Le stratagème de la boîte noire pour tromper la biométrie du visage annoncé par la société de sécurité AI

L’ajout d’un peu de bruit calculé aux photos numériques d’un visage convainc certains systèmes de reconnaissance faciale qu’ils regardent une autre personne, selon une entreprise israélienne qui construit des mesures de sécurité pour l’IA.

Adversa, dont le modèle économique convainc l’industrie de l’IA de sa vulnérabilité, affirme avoir créé une nouvelle « attaque unique, furtive et transférable de type boîte noire ». Appelée Adversarial Octopus, l’attaque tromperait les modèles d’IA biométriques et les API.

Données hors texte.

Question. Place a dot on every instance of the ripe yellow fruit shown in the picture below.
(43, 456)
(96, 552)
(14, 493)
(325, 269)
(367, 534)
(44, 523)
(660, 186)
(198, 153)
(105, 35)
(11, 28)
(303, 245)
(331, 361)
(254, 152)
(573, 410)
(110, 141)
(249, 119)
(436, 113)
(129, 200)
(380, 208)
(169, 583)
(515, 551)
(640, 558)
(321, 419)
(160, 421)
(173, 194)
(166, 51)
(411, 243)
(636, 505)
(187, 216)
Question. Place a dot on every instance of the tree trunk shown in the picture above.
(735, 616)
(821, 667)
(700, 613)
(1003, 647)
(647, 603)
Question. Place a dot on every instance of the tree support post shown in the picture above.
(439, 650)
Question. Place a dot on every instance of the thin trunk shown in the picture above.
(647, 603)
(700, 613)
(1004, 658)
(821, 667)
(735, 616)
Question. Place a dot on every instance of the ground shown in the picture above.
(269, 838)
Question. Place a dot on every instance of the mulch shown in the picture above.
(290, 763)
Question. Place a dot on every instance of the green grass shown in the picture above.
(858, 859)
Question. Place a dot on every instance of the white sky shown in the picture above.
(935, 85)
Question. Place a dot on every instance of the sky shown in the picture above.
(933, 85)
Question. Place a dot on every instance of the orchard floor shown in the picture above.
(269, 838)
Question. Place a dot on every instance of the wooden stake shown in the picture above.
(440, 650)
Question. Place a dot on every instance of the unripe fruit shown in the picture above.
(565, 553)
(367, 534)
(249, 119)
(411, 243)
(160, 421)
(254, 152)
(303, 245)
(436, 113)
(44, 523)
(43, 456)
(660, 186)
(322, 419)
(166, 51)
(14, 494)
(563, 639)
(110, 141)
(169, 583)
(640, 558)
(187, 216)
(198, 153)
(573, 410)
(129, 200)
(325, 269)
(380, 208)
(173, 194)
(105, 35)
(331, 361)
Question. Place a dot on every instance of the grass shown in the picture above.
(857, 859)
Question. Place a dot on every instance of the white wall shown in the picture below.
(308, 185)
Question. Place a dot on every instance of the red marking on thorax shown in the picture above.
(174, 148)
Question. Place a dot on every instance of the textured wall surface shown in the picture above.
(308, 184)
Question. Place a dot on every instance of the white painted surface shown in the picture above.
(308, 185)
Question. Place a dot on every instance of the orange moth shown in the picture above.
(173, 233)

En fait, la société affirme qu’elle peut contourner PimEye, le moteur de recherche avancé de biométrie faciale en Pologne. Il prétend qu’Octopus est unique en ce qu’il a été développé sans aucune connaissance détaillée des algorithmes de PimEye.

L’attaque pourrait être utilisée pour empoisonner les algorithmes de vision par ordinateur et produire des deepfakes plus difficiles à repérer, selon la société. Il affirme qu’il ne publiera pas d’article décrivant l’attaque tant que ses codeurs n’auront pas terminé les défenses des applications d’IA des clients.

Octopus calcule les changements à chaque couche d’un réseau de neurones et utilise un cadre de détection de visage aléatoire, selon Adversa. Le code d’attaque a été entraîné sur plusieurs modèles de reconnaissance faciale avec un bruit bleu et aléatoire. Et pour se cacher, Octopus fait de petits changements de pixels et atténue le bruit contradictoire.

La dangerosité d’Octopus fait l’objet d’un débat. Premièrement, la vérification d’identité est dominée par des techniques de reconnaissance faciale un-à-un, et non un-à-plusieurs, ce qui limite son impact potentiel.

De plus, comme indiqué dans un article de Vice sur Octopus, l’attaque pourrait avoir un potentiel limité contre les systèmes d’IA les plus avancés. Il est trop tôt pour le dire.